Posted by Will Collier · 3 December 2005
This Grady Hendrix review in Slate, of a schlocky Joe Dante flick that hardly anybody will actually watch, contains possibly the most ignorant and offensive collection of sentences that I've read in the last decade:
Today, zombies are the perfect metaphor for our soldiers in Iraq: They're shell-shocked, anonymous, and aren't asked to make very many decisions. Unless you personally know a soldier, the war in Iraq has been a zombie war, fought by an uncomplaining, faceless mass wrapped in desert camo and called "our boys." We talk about them all the timesupporting them, criticizing them, speaking for thembut we don't really have a clue as to what's on their minds. They often seem like disposable units sent to enforce the will of our country. But what if they come back and they're different? What if they come back and don't want to follow orders anymore?Grady, if that's what you really think about American soldiers, you need to get out more.
My brother-in-law served in the Iraq invasion, and spent a year after that getting shot at in Balad. A year later, he went to Afghanistan, and he's back there now, having just returned from a two-week leave. He got to see his youngest son at Thanksgiving, after missing eight of the first nine months of the little guy's life (he missed the second year of his older son's life while in Iraq). Matt is a polymath who holds a couple of advanced degrees, and is one of those people who knows something--and usually a lot--about nearly any topic. His list of hobbies is exhausting for me to even think about, not even mentioning his actual job. In a battle of wits, I feel very secure in flatly declaring that he'd bury Grady Hendrix, or any other elitist mediot snob, in much the same way that USC demolished UCLA this afternoon.

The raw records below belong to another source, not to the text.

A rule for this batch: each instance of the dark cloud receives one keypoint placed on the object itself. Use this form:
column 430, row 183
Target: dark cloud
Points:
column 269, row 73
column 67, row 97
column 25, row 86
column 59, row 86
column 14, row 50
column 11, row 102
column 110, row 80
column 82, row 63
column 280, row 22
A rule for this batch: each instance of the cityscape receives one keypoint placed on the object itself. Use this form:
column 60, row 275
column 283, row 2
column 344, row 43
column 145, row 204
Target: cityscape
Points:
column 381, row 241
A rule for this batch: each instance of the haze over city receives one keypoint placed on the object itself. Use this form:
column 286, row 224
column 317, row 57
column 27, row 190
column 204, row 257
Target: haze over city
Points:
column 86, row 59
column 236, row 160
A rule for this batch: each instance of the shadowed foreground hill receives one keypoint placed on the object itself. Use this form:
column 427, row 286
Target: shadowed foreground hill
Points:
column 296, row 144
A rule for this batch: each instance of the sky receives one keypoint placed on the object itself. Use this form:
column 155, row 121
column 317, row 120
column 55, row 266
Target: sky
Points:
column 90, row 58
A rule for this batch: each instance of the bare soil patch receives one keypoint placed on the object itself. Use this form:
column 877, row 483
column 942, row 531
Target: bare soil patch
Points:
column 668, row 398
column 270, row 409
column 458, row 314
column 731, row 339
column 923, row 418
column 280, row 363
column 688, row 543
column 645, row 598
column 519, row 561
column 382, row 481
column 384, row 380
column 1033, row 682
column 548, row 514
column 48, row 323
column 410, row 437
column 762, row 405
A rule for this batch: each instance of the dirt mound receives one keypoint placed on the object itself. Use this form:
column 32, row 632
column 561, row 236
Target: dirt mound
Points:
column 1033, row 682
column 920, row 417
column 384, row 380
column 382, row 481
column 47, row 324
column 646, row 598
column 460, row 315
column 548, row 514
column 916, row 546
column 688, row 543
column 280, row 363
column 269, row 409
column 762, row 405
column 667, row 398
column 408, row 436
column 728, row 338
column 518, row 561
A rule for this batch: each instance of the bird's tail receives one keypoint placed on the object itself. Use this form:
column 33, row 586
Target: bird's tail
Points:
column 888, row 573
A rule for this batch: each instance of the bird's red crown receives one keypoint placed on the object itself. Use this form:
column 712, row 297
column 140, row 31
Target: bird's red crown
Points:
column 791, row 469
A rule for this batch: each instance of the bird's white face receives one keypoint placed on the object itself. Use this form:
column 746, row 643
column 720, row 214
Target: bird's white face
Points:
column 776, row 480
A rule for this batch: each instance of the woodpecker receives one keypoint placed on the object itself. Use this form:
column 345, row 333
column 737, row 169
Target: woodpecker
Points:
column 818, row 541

Makes me wonder if Grady has ever actually met any soldiers. No, wait, I don't wonder about that. Based on the above, I think I'm safe in assuming that the majority of this guy's knowlege of the US Army came from watching a rerun of "Platoon" in his dorm room, in between bong hits. His herd-following denunciation of people with more guts, more brains, and more character than, well, virtually everybody in journalism isn't terribly surprising, now that I think about it.
Judging by this and other insipid and rote mediot dismissals of intelligence in the military, if there are any brainless zombies walking around loose today, they're most likely to be found in newsrooms, not in the armed services.